The std::os module has some basic platform-specific features. On Unix-likes there's a symlink() fun to symlink paths. There are also some platform-specific extension traits. More platform-specifics are available via 3rd-party crates.

Networking

The std::net module has low-level network support; native_tls provides SSL/TLS.

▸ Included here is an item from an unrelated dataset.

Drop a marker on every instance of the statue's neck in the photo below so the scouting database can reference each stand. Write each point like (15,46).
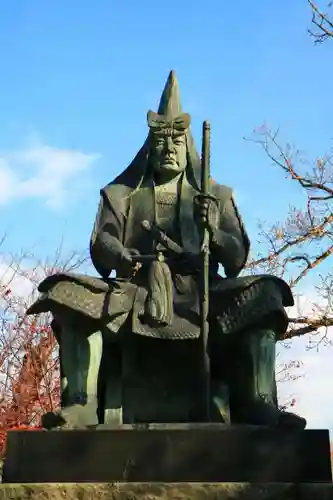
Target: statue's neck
(167,178)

Example: echo server with inline notes

use std::net::TcpListener;
use std::io;
use std::thread::spawn;

/// Accept connections forever, spawning a thread for each one.
fn echo_main(addr: &str) -> io::Result<()> {
    // bind a listener to the addr
    let listener = TcpListener::bind(addr)?;
    println!("listening on {}", addr);
    // serve forever
    loop {
        // Wait for a client to connect. note addr shadows the listen addr
        let (mut stream, addr) = listener.accept()?;
        println!("connection received from {}", addr);

        // Spawn a thread to handle this client.
        let mut write_stream = stream.try_clone()?;
        // move streams into closure
        spawn(move || {
            // Echo everything we receive from `stream` back to it.
            io::copy(&mut stream, &mut write_stream)
                .expect("error in client thread: ");
            println!("connection closed");
        });
    }
}

fn main() {
    echo_main("127.0.0.1:17007").expect("error: ");
}

Higher level networking is supported by 3rd party crates. Example: http client via the reqwest crate, using it's blocking feature.

use std::error::Error;
use std::io;

// result with an error trait obj
fn http_get_main(url: &str) -> Result<(), Box<dyn Error>> {
    // Send the HTTP request and get a response.
    let mut response = reqwest::blocking::get(url)?;
    if !response.status().is_success() {
        Err(format!("{}", response.status()))?;
    }

    // Read the response body and write it to stdout.
    let stdout = io::stdout();
    // note we need to lock stdout
    io::copy(&mut response, &mut stdout.lock())?;

    Ok(())
}

fn main() {
    let args: Vec<String> = std::env::args().collect();
    if args.len() != 2 {
        eprintln!("usage: http-get URL");
        return;
    }

    if let Err(err) = http_get_main(&args[1]) {
        eprintln!("error: {}", err);
    }
}

More networking crates:

actix-web

http server framework

websocket

websocket proto

tower

components for building clients and servers

glob

file globbing

notify

monitor files

walkdir

recurse into a dir

Coda

Another very practical chapter! The stdlib i/o seems well-structured though a bit bare-bones (no tempfile and async i/o, need external crates for that).